From The Verge:
Uber, which has recently been trying to appease its drivers, has secured a $1 billion loan in a deal led by Goldman Sachs to underwrite new car leases for drivers, Bloombergreports.
The ride-sharing giant’s wholly owned subsidiary, Xchange Leasing, LLC, which received the massive loan, started in July 2015. Xchange offers subprime leases to people who have been cleared to drive for Uber, but have poor or nonexistent credit scores that prevent them from getting cars.
Xchange is part of Uber’s larger Vehicle Solutions program, which was developed after the company realized that many qualified drivers had cars that were too old, only had two doors, or didn’t meet standards in other ways, Uber told The Verge. In addition to Xchange, the program offers drivers discounts with certain automakers, traditional auto-financing, and weekly or daily rentals.

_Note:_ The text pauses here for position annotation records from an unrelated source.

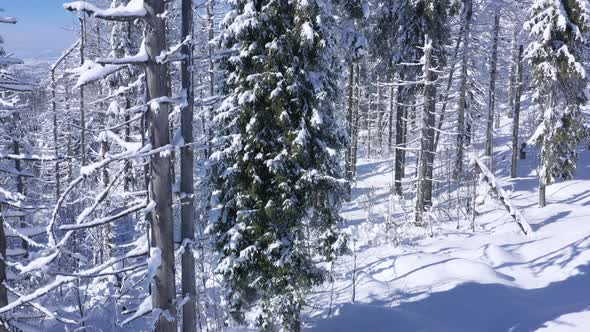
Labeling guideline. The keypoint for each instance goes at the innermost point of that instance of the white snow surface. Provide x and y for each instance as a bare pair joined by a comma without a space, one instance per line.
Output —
493,279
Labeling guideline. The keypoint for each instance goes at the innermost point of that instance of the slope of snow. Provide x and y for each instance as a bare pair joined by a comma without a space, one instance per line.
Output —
493,279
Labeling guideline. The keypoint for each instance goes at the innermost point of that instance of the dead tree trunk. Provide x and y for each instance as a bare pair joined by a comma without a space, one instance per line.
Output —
426,139
3,246
461,133
187,213
513,69
390,121
379,120
164,290
348,157
492,92
82,111
516,116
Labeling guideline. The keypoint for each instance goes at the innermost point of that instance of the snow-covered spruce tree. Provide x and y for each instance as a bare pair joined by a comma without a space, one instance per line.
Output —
279,175
556,55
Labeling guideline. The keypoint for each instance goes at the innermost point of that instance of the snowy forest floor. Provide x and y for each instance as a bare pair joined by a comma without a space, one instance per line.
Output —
493,279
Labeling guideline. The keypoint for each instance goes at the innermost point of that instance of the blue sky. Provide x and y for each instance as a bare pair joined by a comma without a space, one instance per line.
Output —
44,28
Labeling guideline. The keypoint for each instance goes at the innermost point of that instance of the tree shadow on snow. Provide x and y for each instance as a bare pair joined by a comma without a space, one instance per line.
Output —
469,307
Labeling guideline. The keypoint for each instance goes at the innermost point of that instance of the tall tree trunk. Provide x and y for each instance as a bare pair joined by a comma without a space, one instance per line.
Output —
82,110
187,212
461,132
55,135
431,152
356,119
349,119
516,116
369,121
542,194
20,186
400,125
379,119
3,246
492,92
390,120
424,183
513,68
164,290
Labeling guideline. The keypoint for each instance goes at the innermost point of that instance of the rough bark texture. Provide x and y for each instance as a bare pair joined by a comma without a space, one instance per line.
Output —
187,213
390,120
3,245
492,92
516,116
424,188
82,106
348,158
164,290
400,124
461,132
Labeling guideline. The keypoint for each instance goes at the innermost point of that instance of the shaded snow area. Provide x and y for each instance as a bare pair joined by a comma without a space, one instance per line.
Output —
493,279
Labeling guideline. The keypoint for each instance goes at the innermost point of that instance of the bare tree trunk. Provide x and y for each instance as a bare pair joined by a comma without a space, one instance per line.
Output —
426,137
187,212
513,68
20,186
164,289
390,121
461,132
431,152
516,117
3,246
379,119
82,111
356,119
542,194
400,130
369,121
348,157
492,92
55,135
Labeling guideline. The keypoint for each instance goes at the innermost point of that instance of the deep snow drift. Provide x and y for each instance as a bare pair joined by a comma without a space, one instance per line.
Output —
493,279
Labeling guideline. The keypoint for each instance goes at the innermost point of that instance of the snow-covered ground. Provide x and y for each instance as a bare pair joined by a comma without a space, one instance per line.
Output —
493,279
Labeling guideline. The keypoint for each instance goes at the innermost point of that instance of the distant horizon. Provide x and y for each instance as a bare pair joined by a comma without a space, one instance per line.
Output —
41,32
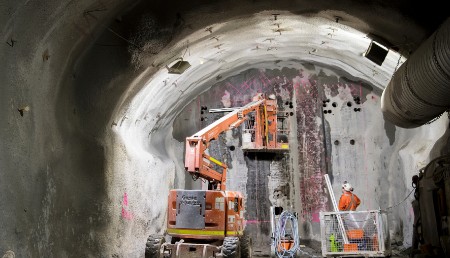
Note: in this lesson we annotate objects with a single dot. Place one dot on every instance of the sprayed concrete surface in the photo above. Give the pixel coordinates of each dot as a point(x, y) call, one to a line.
point(93, 124)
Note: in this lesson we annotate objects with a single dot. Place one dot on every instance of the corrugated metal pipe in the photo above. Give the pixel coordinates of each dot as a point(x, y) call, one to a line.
point(419, 91)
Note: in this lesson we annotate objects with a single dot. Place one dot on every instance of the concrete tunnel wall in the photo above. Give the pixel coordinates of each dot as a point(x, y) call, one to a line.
point(80, 175)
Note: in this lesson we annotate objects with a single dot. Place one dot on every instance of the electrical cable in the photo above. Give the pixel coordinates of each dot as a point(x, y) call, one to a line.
point(286, 219)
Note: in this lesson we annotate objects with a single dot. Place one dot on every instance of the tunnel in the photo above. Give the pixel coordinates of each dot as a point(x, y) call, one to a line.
point(98, 97)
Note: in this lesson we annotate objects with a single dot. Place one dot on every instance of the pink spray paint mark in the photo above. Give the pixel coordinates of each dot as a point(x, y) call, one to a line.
point(315, 217)
point(125, 213)
point(257, 221)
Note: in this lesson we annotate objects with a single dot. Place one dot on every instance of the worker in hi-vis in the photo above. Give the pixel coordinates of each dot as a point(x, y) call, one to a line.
point(348, 201)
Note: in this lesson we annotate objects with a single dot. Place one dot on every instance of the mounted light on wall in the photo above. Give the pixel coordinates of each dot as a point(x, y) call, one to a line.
point(178, 67)
point(376, 52)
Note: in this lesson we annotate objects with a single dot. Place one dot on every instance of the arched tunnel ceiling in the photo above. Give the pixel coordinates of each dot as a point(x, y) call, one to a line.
point(80, 71)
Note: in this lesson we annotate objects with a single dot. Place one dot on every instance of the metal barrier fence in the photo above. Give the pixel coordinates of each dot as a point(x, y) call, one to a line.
point(366, 233)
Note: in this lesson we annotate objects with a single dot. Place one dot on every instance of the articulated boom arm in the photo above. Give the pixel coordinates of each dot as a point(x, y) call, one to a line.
point(263, 129)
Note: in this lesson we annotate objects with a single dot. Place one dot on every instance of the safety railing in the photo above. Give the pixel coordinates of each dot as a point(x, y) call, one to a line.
point(366, 233)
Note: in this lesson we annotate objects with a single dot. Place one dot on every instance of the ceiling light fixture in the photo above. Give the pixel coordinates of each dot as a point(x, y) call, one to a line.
point(178, 67)
point(376, 52)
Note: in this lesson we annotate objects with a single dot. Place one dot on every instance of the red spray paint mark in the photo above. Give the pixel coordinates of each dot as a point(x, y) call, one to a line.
point(125, 213)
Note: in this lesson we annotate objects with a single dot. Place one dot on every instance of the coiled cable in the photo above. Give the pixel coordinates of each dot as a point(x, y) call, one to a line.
point(287, 226)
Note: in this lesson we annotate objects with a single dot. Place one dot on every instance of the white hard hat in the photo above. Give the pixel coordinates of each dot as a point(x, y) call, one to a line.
point(347, 187)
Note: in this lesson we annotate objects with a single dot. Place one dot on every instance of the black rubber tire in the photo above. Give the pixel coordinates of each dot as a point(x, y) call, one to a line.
point(231, 247)
point(246, 246)
point(153, 246)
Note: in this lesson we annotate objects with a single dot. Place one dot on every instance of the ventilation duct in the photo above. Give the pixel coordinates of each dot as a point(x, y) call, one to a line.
point(420, 89)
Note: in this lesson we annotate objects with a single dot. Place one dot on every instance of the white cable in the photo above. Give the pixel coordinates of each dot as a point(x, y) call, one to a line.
point(286, 219)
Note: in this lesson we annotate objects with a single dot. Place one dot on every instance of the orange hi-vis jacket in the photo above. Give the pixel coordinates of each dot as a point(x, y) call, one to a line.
point(349, 201)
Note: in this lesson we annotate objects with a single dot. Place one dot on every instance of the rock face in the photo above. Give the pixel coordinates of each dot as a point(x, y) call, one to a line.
point(93, 125)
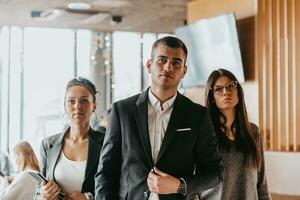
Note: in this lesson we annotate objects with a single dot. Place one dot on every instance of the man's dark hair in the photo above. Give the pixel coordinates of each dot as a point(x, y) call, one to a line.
point(85, 83)
point(171, 42)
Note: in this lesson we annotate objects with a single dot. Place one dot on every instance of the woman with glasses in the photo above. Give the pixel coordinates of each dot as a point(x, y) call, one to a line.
point(240, 141)
point(70, 159)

The big selling point of Xchange, according to Uber, is its flexibility. To get a lease, drivers put down a $250 deposit; then, weekly payments — which average $126 according to sample lease terms — are subtracted directly from their paychecks. Unlike traditional subprime leases, which often have strict terms, Xchange offers unlimited mileage and regular maintenance, including oil changes, tire rotations, and air filter replacement. Furthermore, unlike a traditional lease, drivers can return vehicles with two weeks’ notice at any point 30 days after their first payment. When the lease ends, either through early termination or at the end of the three-year terms, drivers owe a final $250. And unlike traditional leases, a customer’s credit score won’t be damaged by early termination; on the flipside, leases with Xchange do not help to build a person’s credit, even if payments are made in full and on time.

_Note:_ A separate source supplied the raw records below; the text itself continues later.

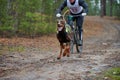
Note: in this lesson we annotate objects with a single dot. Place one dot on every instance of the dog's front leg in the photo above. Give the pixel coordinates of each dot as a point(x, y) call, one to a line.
point(60, 54)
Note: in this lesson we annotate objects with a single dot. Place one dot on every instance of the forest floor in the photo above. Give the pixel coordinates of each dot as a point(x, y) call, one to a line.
point(36, 59)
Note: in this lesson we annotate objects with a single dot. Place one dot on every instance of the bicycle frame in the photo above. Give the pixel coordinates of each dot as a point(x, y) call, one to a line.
point(75, 38)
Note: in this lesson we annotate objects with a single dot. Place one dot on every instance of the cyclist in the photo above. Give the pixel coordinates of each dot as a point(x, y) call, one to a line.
point(76, 7)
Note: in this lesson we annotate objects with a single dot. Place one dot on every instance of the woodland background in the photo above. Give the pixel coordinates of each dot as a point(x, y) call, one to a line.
point(30, 18)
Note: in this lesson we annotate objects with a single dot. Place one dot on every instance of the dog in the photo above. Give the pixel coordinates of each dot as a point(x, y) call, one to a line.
point(63, 38)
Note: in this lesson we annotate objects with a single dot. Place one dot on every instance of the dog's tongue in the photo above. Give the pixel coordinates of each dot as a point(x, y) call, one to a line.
point(60, 28)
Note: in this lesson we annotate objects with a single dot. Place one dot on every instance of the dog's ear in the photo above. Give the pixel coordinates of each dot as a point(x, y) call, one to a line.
point(63, 22)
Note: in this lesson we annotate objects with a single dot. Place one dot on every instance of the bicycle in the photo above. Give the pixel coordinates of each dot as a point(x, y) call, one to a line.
point(75, 38)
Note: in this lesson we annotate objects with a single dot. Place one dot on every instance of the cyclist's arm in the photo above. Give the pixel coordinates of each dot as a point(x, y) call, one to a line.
point(84, 5)
point(62, 6)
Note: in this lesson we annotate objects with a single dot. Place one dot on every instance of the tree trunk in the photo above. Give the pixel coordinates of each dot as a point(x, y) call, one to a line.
point(111, 7)
point(103, 8)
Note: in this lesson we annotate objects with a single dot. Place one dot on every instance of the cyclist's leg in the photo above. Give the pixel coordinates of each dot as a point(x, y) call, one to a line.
point(79, 23)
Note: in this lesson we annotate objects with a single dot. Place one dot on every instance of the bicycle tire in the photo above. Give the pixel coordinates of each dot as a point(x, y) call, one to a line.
point(77, 38)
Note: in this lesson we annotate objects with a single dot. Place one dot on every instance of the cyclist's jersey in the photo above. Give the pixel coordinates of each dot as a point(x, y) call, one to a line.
point(75, 8)
point(79, 6)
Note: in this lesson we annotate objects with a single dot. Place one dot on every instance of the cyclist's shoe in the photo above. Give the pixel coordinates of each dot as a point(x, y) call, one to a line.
point(80, 43)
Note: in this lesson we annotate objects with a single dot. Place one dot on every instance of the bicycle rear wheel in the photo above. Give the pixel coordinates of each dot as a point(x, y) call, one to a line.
point(79, 41)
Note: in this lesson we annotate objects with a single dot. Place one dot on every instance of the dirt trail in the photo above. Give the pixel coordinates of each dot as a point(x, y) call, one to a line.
point(101, 51)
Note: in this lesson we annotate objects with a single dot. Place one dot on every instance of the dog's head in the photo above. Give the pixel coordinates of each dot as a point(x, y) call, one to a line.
point(60, 24)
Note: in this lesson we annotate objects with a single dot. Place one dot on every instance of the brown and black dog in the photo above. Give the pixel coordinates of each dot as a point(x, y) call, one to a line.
point(63, 39)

Despite the flexibility, critics note the high cost of these leases. If drivers keep cars for the full 36-month term, they will have spent thousands of dollars above the standard purchase price; to buy the car at that point will cost up to several thousand dollars more. One driver interviewed by Bloomberg noted that leasing his 2016 Chevy Cruze for three years, and buying it at the end of the lease, would have cost $37,200 total — more than double the Kelly Blue Book price for the car.
However, high costs are typical of subprime leases and Xchange’s terms are similar to other subprime leases, according to Bloomberg. Because these leases are often the only option for people who pose a credit risk, they are far more expensive than traditional financing, giving them a predatory reputation. Uber maintains that its goal is not to make money, but to get more cars to willing drivers, Bloomberg says.
The rapid expansion Uber is aiming for is not without risk, especially when leasing to people with little or poor credit history. The agreement between Xchange and its financiers loans Xchange $1 billion up front, at an undisclosed fixed interest rate, shifting some of the financial risk to investors. Uber itself has no legal obligations under the agreement. In addition to Goldman Sachs, financiers include Citigroup, Deutsche Bank AG’s New York branch, JP Morgan, Morgan Stanley, and Sun Trust, sources familiar with the deal toldThe Verge.